Method
The Two-Pass Review Workflow
Last updated: 2026-07-024 min read
The two-pass review workflow splits review into a machine pass and a human pass: automated verification per change first – types, tests, boundaries, spec comparison, enforced in CI – then human review on the pre-verified diff, focused on architecture and business logic. Machines take the decidable questions; humans keep the judgment and the merge decision.
Contents
Why one pass stopped working
Review used to be one activity because one person could carry both jobs: checking correctness and judging quality. AI volume split those jobs apart. Telemetry across 10,000+ developers shows high-AI teams merging ~98% more PRs with review time up 91%, and 38% of developers finding AI code harder to review than a colleague’s. When the same scarce minutes must carry style nits, type errors, scope checks, and architecture judgment, the mechanical work crowds out the judgment – which is the part humans were actually needed for.
JetBrains’ engineering blog states the fix bluntly: stop sending machine-catchable errors to human review at all. The two-pass workflow is that principle, systematized.
Pass one: the machine pre-check
Pass one runs on every push, as a required status check – nothing reaches a human that failed it:
- Deterministic gates. Formatting, lint, types, build, and the test suite – including tests written before the run, so the generating model did not author its own judge.
- Boundary check. The diff compared against the declared task boundaries – files and behavior that must not change. Off-scope edits fail the pass.

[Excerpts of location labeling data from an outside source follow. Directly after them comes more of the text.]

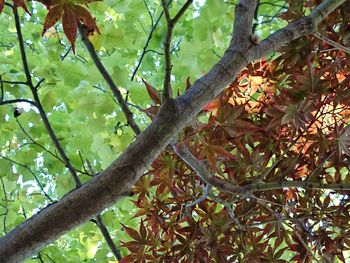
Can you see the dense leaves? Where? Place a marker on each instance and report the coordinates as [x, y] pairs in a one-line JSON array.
[[283, 120]]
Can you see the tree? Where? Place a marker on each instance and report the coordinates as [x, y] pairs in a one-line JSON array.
[[250, 162]]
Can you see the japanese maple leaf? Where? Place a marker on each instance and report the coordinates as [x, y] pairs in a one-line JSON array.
[[71, 14], [16, 3]]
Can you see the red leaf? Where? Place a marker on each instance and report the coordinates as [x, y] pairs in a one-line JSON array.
[[153, 93], [21, 4], [69, 23], [82, 14], [54, 14], [132, 233], [213, 105]]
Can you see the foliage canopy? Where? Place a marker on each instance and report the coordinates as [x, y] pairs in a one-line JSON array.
[[261, 174]]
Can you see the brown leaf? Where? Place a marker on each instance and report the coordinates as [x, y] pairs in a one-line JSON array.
[[154, 94], [69, 23], [55, 13]]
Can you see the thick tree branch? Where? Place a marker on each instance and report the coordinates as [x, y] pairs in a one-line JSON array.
[[37, 100], [114, 183], [50, 130], [243, 23]]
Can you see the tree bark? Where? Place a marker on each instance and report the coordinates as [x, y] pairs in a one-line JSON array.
[[115, 182]]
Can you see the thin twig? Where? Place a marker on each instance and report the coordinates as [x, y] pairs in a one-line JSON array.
[[145, 48], [36, 143], [37, 100], [171, 22], [116, 92], [14, 101], [30, 171]]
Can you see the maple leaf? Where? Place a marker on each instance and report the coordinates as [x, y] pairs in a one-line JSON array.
[[71, 14], [21, 3], [17, 3], [154, 94], [344, 140], [2, 3]]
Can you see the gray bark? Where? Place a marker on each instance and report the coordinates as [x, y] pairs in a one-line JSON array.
[[115, 182]]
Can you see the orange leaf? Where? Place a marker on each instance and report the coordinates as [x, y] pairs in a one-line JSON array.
[[69, 23], [82, 14], [54, 14], [132, 233], [21, 4]]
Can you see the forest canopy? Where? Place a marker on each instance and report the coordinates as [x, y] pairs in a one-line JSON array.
[[174, 131]]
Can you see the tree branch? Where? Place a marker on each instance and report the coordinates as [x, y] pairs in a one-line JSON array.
[[49, 129], [167, 90], [128, 114], [114, 182]]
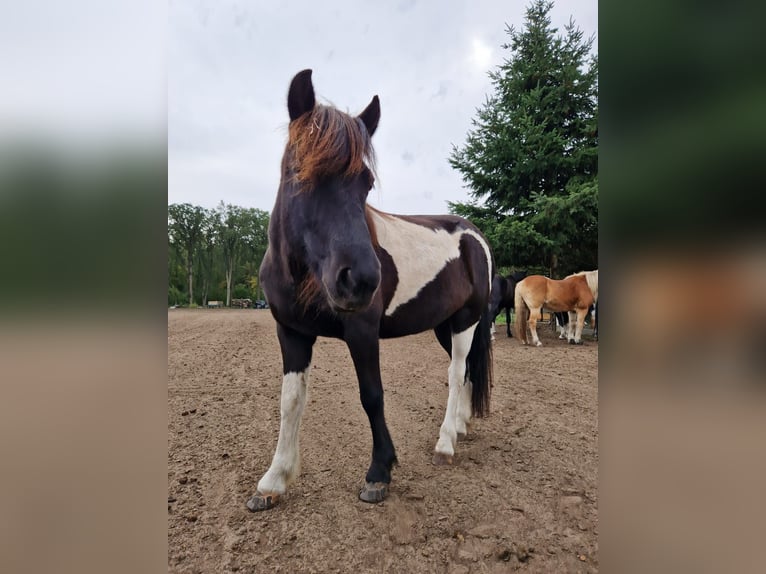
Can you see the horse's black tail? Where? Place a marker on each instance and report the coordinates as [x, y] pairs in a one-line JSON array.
[[480, 366]]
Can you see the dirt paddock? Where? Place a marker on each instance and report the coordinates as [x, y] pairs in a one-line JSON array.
[[521, 495]]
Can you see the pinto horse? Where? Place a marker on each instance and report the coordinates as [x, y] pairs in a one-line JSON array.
[[574, 294], [336, 267], [503, 289]]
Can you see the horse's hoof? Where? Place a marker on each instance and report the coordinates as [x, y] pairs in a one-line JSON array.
[[260, 501], [373, 492], [441, 459]]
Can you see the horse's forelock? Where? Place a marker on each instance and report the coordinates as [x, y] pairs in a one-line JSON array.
[[329, 143]]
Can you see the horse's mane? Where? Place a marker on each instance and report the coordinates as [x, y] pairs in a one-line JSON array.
[[592, 279], [327, 142]]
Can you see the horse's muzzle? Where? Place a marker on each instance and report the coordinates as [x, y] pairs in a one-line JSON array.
[[354, 288]]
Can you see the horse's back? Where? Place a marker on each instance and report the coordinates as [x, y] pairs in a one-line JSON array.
[[431, 267]]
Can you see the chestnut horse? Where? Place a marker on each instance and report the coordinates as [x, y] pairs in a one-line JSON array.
[[574, 294], [336, 267]]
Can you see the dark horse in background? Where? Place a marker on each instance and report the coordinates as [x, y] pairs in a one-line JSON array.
[[336, 267], [503, 289]]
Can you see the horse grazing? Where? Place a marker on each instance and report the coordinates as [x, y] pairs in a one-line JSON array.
[[503, 289], [574, 294], [336, 267]]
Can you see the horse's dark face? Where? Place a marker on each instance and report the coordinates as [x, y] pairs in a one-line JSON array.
[[324, 190]]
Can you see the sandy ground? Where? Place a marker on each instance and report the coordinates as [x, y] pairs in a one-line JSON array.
[[522, 494]]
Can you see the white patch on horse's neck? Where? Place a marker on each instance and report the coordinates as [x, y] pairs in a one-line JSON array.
[[419, 254]]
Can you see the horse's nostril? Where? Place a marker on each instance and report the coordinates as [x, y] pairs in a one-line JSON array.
[[345, 281]]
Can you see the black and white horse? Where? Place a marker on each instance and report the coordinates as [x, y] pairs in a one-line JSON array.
[[336, 267]]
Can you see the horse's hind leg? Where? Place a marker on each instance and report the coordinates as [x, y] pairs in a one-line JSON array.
[[362, 341], [534, 317], [571, 326], [285, 466], [458, 399], [463, 418]]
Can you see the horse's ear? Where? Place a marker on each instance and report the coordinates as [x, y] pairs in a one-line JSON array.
[[300, 98], [371, 115]]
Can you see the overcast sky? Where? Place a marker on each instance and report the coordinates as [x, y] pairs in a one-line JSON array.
[[230, 64]]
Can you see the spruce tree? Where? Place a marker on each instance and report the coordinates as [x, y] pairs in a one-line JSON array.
[[531, 156]]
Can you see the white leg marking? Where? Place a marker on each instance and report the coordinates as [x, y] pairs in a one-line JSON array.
[[534, 317], [285, 465], [571, 325], [580, 323], [464, 407], [461, 344]]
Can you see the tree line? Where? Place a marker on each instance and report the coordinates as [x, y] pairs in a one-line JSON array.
[[530, 161], [530, 164], [215, 254]]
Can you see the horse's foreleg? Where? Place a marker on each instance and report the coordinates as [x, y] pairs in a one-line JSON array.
[[285, 466], [571, 326], [458, 393], [365, 353], [534, 317], [580, 322]]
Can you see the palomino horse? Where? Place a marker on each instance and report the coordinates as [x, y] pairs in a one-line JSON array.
[[575, 294], [336, 267], [503, 289], [563, 322]]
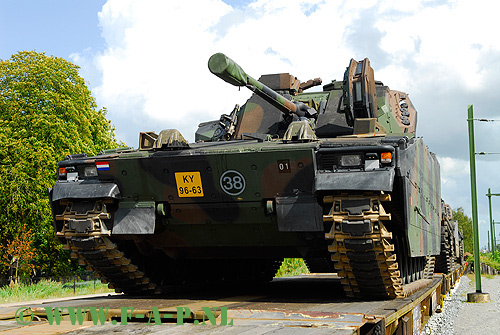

- Spec comparison. The spec-vs-implementation check against the task’s acceptance criteria, with the outcome recorded.
- Optional: AI pre-review as hypothesis filter. An AI reviewer flags likely issues across the diff. Cloudflare’s orchestration shows this works at scale – as a screening layer whose output humans act on, never as the verdict.
Pass two: the human review, upgraded
The reviewer receives the diff plus the pass-one results: what was checked, what passed, what was skipped. The job changes from reconstructing intent to exercising judgment – is this the right approach, does it fit the architecture, should this exist at all. The clean division:
| Concern | Pass 1 – machine | Pass 2 – human |
|---|---|---|
| Formatting, lint, types, build | Enforced gate | Never sees it |
| Test results (incl. pre-written tests) | Enforced gate | Reads the summary |
| Scope vs. declared boundaries | Enforced gate | Judges intent of allowed changes |
| Acceptance criteria (spec comparison) | Checked + recorded | Spot-checks the record |
| Likely-bug hypotheses (AI review) | Screens + filters | Decides on flagged items |
| Architecture & system fit | — | Core job |
| Business logic sanity | — | Core job |
| Merge decision | Never | Always – with evidence in view |
Limits and typical mistakes
- Alibi automation. A green pass-one badge is an input to review, not a substitute for it. If approvals become reflexive, the workflow has failed quietly.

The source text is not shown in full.